Soyons francs, ce ne sont pas tous les conseillers, particulièrement les plus âgés, qui voudront passer leur permis en assurance. La question se pose : avec un expert en assurance présent à la table, est-il nécessaire que le conseiller détienne un tel permis ? «C’est bien d’avoir plus de connaissances en assurance, mais on ne peut demander à un hockeyeur de jouer toutes les positions en même temps. Il faut composer avec la règlementation, mais on ne peut être expert en tout», croit Richard Rousseau, vice-président à la direction et chef de la gestion de patrimoine chez Raymond James. Ce dernier est conscient que certains conseillers qui ne voudront pas obtenir leur permis pourraient ne pas être rémunérés.

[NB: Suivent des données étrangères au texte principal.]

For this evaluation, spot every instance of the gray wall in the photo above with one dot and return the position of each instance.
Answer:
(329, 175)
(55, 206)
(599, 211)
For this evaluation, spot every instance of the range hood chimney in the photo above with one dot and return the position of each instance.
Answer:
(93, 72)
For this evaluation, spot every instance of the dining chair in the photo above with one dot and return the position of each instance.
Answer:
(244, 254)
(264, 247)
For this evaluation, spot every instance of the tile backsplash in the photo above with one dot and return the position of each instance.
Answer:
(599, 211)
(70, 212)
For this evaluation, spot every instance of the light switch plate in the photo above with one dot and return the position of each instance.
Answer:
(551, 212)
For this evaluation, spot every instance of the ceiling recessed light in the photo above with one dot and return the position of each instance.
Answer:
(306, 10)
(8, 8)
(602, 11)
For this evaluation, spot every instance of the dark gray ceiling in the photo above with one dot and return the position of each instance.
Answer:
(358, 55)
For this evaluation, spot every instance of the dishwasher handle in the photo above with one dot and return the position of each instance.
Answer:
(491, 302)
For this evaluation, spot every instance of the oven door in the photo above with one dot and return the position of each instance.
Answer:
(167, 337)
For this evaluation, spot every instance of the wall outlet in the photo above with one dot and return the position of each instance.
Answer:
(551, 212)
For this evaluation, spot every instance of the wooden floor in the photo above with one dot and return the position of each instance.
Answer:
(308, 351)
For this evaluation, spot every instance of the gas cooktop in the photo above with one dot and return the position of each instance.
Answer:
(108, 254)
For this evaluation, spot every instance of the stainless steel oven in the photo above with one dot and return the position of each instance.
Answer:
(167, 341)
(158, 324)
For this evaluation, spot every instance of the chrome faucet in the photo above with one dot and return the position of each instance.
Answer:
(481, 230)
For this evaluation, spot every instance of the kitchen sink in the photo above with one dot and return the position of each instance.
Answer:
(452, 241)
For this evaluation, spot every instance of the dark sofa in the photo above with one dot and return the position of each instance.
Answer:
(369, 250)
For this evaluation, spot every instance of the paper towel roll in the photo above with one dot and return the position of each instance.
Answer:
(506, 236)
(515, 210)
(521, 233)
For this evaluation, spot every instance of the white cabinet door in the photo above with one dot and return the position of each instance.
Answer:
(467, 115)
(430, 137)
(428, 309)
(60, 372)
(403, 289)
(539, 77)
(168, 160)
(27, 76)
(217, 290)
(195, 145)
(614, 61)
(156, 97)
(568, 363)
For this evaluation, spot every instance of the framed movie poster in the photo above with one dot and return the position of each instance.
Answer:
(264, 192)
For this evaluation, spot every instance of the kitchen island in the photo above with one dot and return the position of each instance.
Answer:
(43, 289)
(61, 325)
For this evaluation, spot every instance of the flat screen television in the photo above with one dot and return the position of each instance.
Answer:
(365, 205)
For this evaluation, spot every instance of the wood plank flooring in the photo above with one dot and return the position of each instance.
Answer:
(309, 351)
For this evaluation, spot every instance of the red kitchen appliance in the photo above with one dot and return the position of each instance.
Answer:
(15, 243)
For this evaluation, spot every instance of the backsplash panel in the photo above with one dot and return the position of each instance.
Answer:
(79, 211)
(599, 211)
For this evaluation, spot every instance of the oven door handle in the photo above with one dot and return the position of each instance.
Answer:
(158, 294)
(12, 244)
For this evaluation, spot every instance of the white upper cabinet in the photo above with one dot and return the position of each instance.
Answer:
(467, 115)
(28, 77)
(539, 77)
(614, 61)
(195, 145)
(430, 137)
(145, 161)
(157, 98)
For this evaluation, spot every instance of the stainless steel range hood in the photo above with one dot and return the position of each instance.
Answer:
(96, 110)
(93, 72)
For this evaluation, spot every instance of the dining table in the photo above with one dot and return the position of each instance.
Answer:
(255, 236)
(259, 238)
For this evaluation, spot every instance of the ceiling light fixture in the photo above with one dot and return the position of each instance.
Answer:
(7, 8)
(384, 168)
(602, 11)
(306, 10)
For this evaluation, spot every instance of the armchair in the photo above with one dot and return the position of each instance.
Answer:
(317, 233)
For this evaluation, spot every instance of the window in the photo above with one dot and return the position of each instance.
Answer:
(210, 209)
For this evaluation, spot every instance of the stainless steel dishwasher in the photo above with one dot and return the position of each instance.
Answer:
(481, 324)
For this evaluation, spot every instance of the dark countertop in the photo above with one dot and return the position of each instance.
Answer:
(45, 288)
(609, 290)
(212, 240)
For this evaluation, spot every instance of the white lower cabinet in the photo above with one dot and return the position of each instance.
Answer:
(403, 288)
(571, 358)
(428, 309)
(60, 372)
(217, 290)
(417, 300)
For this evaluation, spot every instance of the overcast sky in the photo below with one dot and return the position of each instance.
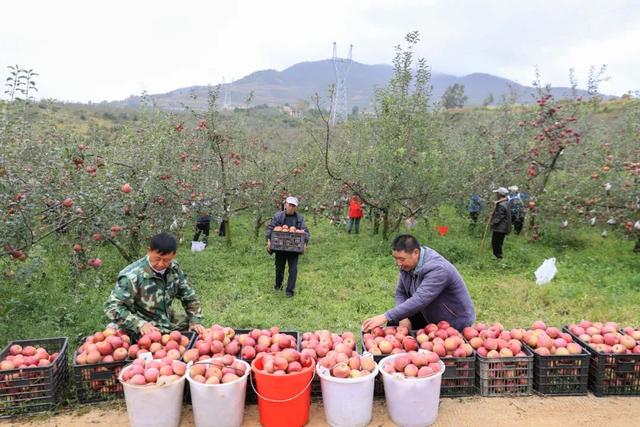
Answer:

«Même si le conseiller en placement détient sa licence en assurance, cela demeure un domaine de spécialité où l’expert en assurance a encore son rôle à jouer pour seconder le conseiller», croit Paul Lalonde. Chez BMO Nesbitt Burns, le représentant qui est aussi conseiller en sécurité financière continuera de partager ses commissions avec le spécialiste, comme c’était le cas avant.